The Epistratoi (Επίστρατοι, "Reservists") were a royalist paramilitary organization in Greece during World War I, in the context of the National Schism. They played a major role in the Noemvriana of 1916.

They are considered the first mass political organization in the country, monarchist, directed against the liberal Venizelists and foreign intervention.

==Establishment==
The official title of the organization was the Panhellenic Association of Reservists (Πανελλήνιος Ένωση Επιστράτων). The PAR was founded in early June 1916 and spread rapidly across the country, along with the general demobilization imposed by the Entente Cordiale on King Constantine I. The precursor and nucleus of the PAR was the Association of Reservist Non-Commissioned Officers, which was founded in November 1913. That association succeeded in thwarting a draft law proposed by Eleftherios Venizelos' liberal government which excluded the reservist non-commissioned officers of older classes from the right of promotion to the rank of officer. After that, the reservist sergeant Georgios Kamarinos seems to have conceived the idea of organizing all the conscripted reservists in the spring of 1916.

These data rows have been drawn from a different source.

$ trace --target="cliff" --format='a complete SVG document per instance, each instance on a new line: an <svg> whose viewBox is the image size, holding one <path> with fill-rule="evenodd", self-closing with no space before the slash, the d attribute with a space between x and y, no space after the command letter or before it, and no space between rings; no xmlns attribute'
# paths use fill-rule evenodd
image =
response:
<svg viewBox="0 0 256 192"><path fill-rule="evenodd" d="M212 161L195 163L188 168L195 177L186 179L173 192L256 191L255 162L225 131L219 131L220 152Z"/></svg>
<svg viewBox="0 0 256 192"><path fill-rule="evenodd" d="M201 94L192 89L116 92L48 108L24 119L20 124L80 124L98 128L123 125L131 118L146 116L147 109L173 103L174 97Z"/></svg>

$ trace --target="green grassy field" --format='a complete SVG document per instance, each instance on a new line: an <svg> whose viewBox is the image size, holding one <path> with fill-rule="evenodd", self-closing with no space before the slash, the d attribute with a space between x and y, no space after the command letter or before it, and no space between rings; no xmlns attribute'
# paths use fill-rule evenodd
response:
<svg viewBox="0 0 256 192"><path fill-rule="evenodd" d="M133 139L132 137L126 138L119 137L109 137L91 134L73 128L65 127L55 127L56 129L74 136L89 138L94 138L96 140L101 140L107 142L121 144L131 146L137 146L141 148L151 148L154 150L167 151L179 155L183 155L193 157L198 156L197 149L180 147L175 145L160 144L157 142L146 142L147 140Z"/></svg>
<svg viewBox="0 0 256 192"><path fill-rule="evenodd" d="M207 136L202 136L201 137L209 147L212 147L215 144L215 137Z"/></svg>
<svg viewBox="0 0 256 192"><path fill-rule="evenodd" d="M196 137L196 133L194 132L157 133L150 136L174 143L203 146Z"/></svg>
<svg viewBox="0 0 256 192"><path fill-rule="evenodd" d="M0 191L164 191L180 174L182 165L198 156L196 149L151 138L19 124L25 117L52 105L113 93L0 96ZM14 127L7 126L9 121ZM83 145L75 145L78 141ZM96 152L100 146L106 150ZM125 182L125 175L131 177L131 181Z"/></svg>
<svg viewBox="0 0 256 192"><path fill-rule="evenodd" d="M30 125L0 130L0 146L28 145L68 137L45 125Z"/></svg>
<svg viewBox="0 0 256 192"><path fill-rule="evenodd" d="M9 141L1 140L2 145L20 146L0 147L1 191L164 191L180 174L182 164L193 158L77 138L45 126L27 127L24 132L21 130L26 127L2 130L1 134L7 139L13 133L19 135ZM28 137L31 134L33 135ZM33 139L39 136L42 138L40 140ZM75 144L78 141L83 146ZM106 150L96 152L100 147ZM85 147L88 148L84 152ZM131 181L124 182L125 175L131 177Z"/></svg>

On May 30, the organization's charter was signed by 20 founding members. The charter was written by I. Theofilakis and the vote was held on June 5. The purpose of the PAR, as stated in its charter, was twofold: the provision for the reservists and their families, and the education of the Greek people on national issues.

==Membership and identity of the movement==
The movement had, informally, the character of a militia and at the same time the formal structure of a mass political organization. It had many similarities with the first Italian, German and Austrian fascist movements, such as the use of violence, the former military status of their members as a common basis, their aversion to liberalism and their petite bourgeoisie membership. The movement's failure to develop into a fully-fledged fascist movement is due to the fact that in their fight against Venizelism, the Epistratoi relying in some way on the working class, that they were against Greece's entry in World War I, and strongly supportive of the monarchy. Ioannis Metaxas is considered the main organizer and behind-the-scenes leader of the Epistratoi movement. The members of the Epistratoi would take an oath and promise faithful loyalty to King Constantine.

==Activity==
The Epistratoi emerged and acted during the period of the National Schism in Greece. The movement was a state-sanctioned paramilitary group from 1916 to 1917 and continued its action until 1920, the year in which the royalists returned to power. Its spread was rapid. The official activity of the Epistratoi was initially limited to presence at church events, e.g. on the rescue of the king from the fire at Tatoi Palace, but from the first moment it was clear that their goal was the suppression of Constantine’s opponents. The movement's role became clear in November 1916, when they defended the king and the capital by repelling the landing of British and French troops in Athens and Piraeus. They then started violent mass persecutions against Venizelists, resulting in many victims, including many refugees, mainly from Asia Minor.

==End==
With the coming of Venizelos in power in June 1917, most of the leaders were exiled to Corsica by the French. In 1919 a Greek military court sentenced to death Dousmanis, Metaxas (in absentia), Pesmazoglou, Hößlin (Esslin), Sagias, but the sentences were not executed.

==Bibliography==
- Ventiris, G., Η Ελλάς του 1910 – 1920. Ιστορική μελέτη, vol. 2, Ίκαρος, Athens.
- Divani, L., 2014. Η «ύπουλος θωπεία». Ελλάδα και ξένοι, 1821 – 1940, Καστανιώτης, Athens.
- Kostis, K., 2013. Τα κακομαθημένα παιδιά της Ιστορίας. Η διαμόρφωση του νεοελληνικού κράτους, 18ος – 21ος αι., Πόλις, Athens.
- Mavrogordatos, G., 1996. Εθνικός διχασμός και μαζική οργάνωση.1. Οι Επίστρατοι του 1916, Αλεξάνδρεια, Athens.